The Dahlquist test problem is conceivably the simplest possible and yet rich enough ODE that is widely used to analyze certain properties of ODE solvers, such as stability; see, for example, [14] and the references therein. We obtain closed-form expressions for the optimal residuals of the Dahlquist test problem in Propositions 1 and 2. These expressions also allow us to make comparisons between the two different norms of the residual in Proposition 3.

We consider another relatively simple but sufficiently interesting ODE, which is a variant of the celebrated “leaky bucket problem” (see [15]), and obtain analytical expressions for the optimal residuals in Propositions 4 and 5.

The third example we study is the Van der Pol system, which is not tractable analytically; however, we discretize the ensuing optimal control problem directly [16] and numerically solve the resulting large-scale optimization problem using the mathematical programming modelling language AMPL [17] paired with the popular optimization software Knitro [18]. We gain some insight from the numerical solutions for the optimal residual. In each of the three examples mentioned above, we use a suite of Matlab’s ODE solvers [19] to construct the numerical skeleton.

The paper is organized as follows. In Section 2 we amplify our motivational remarks above by a detailed consideration of a single example. In Section 3, we formulate the problem of finding interpolants minimizing the \(L^2\)- and stage \(L^\infty\)-norms and transform these problems into optimal control problems. In Section 4, we apply a maximum principle to obtain the necessary conditions of optimality, after showing that both optimal control problems are normal. We study the three example ODEs in Section 5, also presenting numerical experiments. We briefly discuss the experiments in Section 6. Finally, in Section 7, we provide some concluding remarks.

2 Motivation↩︎

\(\ldots\) in theory, there is no difference between theory and practice,
while in practice, there is.”
—Benjamin Brewster, The Yale Literary Magazine, October 1881/June 1882 issue

One motivation for this paper is that the polynomial approximations extending the skeleton to “continuous” functions used in current codes can behave suboptimally. We demonstrate this with an example, the numerical solution of the simple harmonic oscillator \(\ddot y + y = 0\) on a representative time interval with representative initial conditions.

Consider the following piece of Matlab code, which solves the simple harmonic oscillator \(\ddot y + y = 0\) on \(0 \le t \le 30\) with \(y(0)=3.5\) and \(\dot{y}(0) = 0\) using many different tolerances, and compares the maximum residual error (which we define in Section 3, but note that this is not the forward or global error, which would require us to know the reference solution to the equation, which we do not use here) to the mean stepsize that the code takes. The mean stepsize tells us something directly about the amount of work that the code does, because the work is proportional to the number of steps taken. Note that in the papers [20][22] we find an explanation of the experimentally observed fact that modern stepsize heuristics, which approximately equidistribute the local error, can usually be expected to produce solutions which are accurate to \(O(h^p)\) where \(h\) is the arithmetic mean of all the stepsizes taken and \(p\) is the order of the method. Most texts say that it is the maximum stepsize which must be used, but this is not true: for the codes to be asymptotically correct, only the mean stepsize needs to go to zero, given the assumption of equidistribution. Therefore, this script will produce a graph, analogous to a “work-precision diagram,” which will tell us something about the behaviour of the error in solving the simple harmonic oscillator with ode45, and in particular will tell us how the polynomial interpolant behaves.

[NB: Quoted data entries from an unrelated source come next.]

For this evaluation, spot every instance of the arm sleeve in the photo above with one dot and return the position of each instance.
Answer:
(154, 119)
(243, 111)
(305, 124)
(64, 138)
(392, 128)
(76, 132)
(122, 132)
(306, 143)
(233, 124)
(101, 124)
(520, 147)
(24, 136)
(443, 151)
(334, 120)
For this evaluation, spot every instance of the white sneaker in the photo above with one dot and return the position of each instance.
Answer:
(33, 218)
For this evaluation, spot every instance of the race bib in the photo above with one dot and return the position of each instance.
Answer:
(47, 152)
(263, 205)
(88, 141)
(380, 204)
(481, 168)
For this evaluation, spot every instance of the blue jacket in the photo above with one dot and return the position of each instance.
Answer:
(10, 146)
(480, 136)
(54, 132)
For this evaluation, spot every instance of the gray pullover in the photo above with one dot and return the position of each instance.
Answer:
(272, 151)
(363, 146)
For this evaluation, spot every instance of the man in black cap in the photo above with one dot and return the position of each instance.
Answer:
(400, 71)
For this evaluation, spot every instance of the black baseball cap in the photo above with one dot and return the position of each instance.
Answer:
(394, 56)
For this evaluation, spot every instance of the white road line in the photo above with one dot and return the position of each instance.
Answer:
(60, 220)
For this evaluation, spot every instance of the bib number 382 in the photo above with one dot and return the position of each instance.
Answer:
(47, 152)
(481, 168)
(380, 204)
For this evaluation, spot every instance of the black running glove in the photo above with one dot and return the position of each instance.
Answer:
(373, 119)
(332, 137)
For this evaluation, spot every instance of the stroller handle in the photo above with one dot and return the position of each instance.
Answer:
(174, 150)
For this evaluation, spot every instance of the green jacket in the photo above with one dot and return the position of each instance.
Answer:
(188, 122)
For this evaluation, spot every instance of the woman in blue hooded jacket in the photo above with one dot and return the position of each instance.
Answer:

The results are plotted in Figure 1. While a naı̈ve user might have expected that the observed error would decrease as the mean stepsize decreases, over the whole range of tolerances, we see hints that for more complicated problems this might not really be so for large tolerances, only for “small enough” tolerances. We also see that the order of accuracy is not \(O(h^5)\) (the red curve) but rather seems to be reduced to \(O(h^4)\) (the blue curve), once the error starts to decrease. Neither of these behaviours is likely to be expected by a naı̈ve user.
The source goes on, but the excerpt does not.